Todos hemos oído hablar de la barriga cervecera, pero la cara de vino es algo real. Dependiendo de nuestra edad, peso, sexo, lo que hayamos comido y lo que estemos bebiendo, nuestro hígado sólo puede metabolizar una unidad de alcohol cada hora. Eso es media copa de vino, una medida de licor o media pinta de cerveza de baja graduación. Por eso, cuando nos «pasamos», nuestro hígado se sobrecarga de trabajo, lo que altera nuestras hormonas y puede causar venas rotas, arrugas y sequedad en la cara, además de impedir la absorción de nutrientes.

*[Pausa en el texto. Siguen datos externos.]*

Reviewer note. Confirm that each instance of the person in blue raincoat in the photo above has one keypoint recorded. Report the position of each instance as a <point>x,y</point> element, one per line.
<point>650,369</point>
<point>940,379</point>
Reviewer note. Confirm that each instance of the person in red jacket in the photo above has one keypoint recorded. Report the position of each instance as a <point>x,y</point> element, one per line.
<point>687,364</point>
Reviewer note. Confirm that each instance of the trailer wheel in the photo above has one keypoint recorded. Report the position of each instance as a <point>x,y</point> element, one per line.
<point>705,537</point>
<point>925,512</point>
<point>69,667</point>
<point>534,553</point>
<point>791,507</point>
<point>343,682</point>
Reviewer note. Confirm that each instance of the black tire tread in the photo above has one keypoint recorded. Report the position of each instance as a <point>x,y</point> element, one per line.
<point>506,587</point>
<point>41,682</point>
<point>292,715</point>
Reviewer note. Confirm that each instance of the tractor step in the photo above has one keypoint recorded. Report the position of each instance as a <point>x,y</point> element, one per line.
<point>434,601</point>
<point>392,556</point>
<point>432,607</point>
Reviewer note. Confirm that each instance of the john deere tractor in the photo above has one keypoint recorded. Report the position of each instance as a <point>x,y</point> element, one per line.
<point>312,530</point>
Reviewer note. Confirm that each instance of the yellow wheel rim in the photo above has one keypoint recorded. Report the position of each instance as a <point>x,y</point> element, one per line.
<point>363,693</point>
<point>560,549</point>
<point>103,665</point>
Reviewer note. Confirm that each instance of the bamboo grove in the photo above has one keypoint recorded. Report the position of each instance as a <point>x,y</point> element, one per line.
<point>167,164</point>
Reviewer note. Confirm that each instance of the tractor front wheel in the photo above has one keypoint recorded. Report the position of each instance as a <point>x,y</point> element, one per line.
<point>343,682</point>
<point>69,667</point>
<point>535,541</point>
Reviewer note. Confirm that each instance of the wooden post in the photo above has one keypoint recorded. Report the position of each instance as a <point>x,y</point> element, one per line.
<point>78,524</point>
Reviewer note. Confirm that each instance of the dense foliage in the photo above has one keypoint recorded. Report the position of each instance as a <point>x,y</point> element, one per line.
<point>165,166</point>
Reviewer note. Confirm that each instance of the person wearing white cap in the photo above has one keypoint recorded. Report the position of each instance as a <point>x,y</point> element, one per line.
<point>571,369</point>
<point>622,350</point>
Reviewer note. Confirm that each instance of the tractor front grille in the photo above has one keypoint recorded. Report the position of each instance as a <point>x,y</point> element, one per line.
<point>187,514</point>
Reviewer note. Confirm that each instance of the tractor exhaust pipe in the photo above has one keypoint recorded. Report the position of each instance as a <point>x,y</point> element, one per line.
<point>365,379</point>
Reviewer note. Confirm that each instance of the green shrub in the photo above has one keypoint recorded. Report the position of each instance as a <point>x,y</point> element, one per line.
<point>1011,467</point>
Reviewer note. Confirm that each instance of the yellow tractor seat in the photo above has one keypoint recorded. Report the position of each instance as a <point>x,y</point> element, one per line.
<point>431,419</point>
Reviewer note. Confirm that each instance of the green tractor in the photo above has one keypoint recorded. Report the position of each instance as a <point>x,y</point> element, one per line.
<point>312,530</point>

El alcohol en sí mismo es inflamatorio, por lo que mezclar la tónica con ginebra y otros batidos azucarados contribuye a aumentar los gases y la hinchazón. Los bebedores habituales también pueden notar un cutis apagado, propenso a las manchas, la hinchazón y la papada flácida. Intenta mantenerte por debajo de las 14 unidades semanales (no todas en una sola sesión) y procura asegurarte varios días sin alcohol a la semana.

8. Prueba a poner los ojos en blanco

¡No, así no! Invierte en un rodillo facial de jade o cuarzo y úsalo sobre tu rostro para calmar la inflamación y energizar la piel.

9. Salpicar agua fría

Revivir el rostro y reducir la inflamación que pueda haberse producido durante la noche, mojándose con agua fría a primera hora de la mañana.

Mejor aún, canaliza a Wim Hof y dúchate con agua fría: si puedes soportar eso, puedes soportar cualquier cosa y pasarás el resto del día sintiéndote invencible.

10. Haz más ejercicio cardiovascular

Intenta hacer entre 20 y 40 minutos de actividad moderada, como correr, caminar, nadar o montar en bicicleta, todos los días para ayudar a perder grasa y, a su vez, reducir la hinchazón del rostro.